Il y a peu (ou il n’y a pas) de témoins de ce type de massacre. Amilcare Cipriani, capturé lors de la « sortie torrentielle » du 3 avril 1871, était dans une prison (ou sur un ponton) pendant la Semaine sanglante. Il ne prétend pas avoir été témoin de la scène. Il cite Benoît Malon (dont il a lu le livre dix ans plus tôt). Comme tous les membres de la Commune qui ont échappé au massacre, Benoît Malon était caché pendant celui-ci et n’en a donc rien vu… et cite un « témoin oculaire ». Mais d’ailleurs, que dit-il exactement, Benoît Malon?
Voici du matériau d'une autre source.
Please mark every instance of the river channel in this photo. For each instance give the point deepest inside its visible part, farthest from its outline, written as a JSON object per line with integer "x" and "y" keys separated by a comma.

Dans le même arrondissement [il est question des Batignolles], on a vu un homme qui n’a pris aucune part à la lutte, entraîné aux yeux de sa femme (comme il sortait pour se procurer un peu de nourriture dans [pour] sa famille) par une soldatesque ivre de sang, sa femme accourt, un enfant dans les bras, pour protester de son innocence; on n’écoute rien, et comme elle tenait son mari étroitement embrassé et qu’il aurait été trop long de les détacher, on fusille homme, femme et enfant. M. Izquierdo, docteur médecin, se précipite pour donner des soins à l’enfant qui respire encore — il est saisi et fusillé à son tour.
C’est assez différent de ce qu’a écrit Cipriani: on ne va pas chercher la femme, dont le nom n’est pas dit, les deux époux sont fusillés ensemble, il n’y a qu’un enfant… et le nom de Galliffet non plus n’est pas cité.
La petite note de bas de page de Malon nous apprend que la source est le livre de Vergès d’Esbœufs, qui s’affirme « témoin oculaire » (ce livre est daté de juillet 1871 et paru à Genève) — mais je doute qu’il ait vraiment vu tout ce qu’il raconte. En effet, le passage de Malon ci-dessus est intégralement copié dans ce livre, au nom près du médecin, que Vergès appelle Esquerdo (gauche, en portugais) plutôt qu’Izquierdo (gauche, en espagnol). Il y avait en effet un chirurgien major dans le 17e arrondissement qui s’appelait Izquierdo (et que peut-être Malon connaissait) — d’après le Figaro du 7 juin, il a bien été fusillé (mais pas tout à fait comme le raconte Vergès).
En bref, non seulement l’histoire que raconte Cipriani est très romancée (ajout de noms des personnages, d’adresse, dialogues, de l’épisode « aller chercher la femme », d’un bébé…), mais en plus, il est plus que vraisemblable que Galliffet n’était pas dans les parages: il l’aurait clamé et serait mentionné.
Galliffet avait beau jeu pour démentir!
Mais… n’y avait-il pas assez à dire contre cet infâme (voir le premier article de cette série et La Semaine de Mai)?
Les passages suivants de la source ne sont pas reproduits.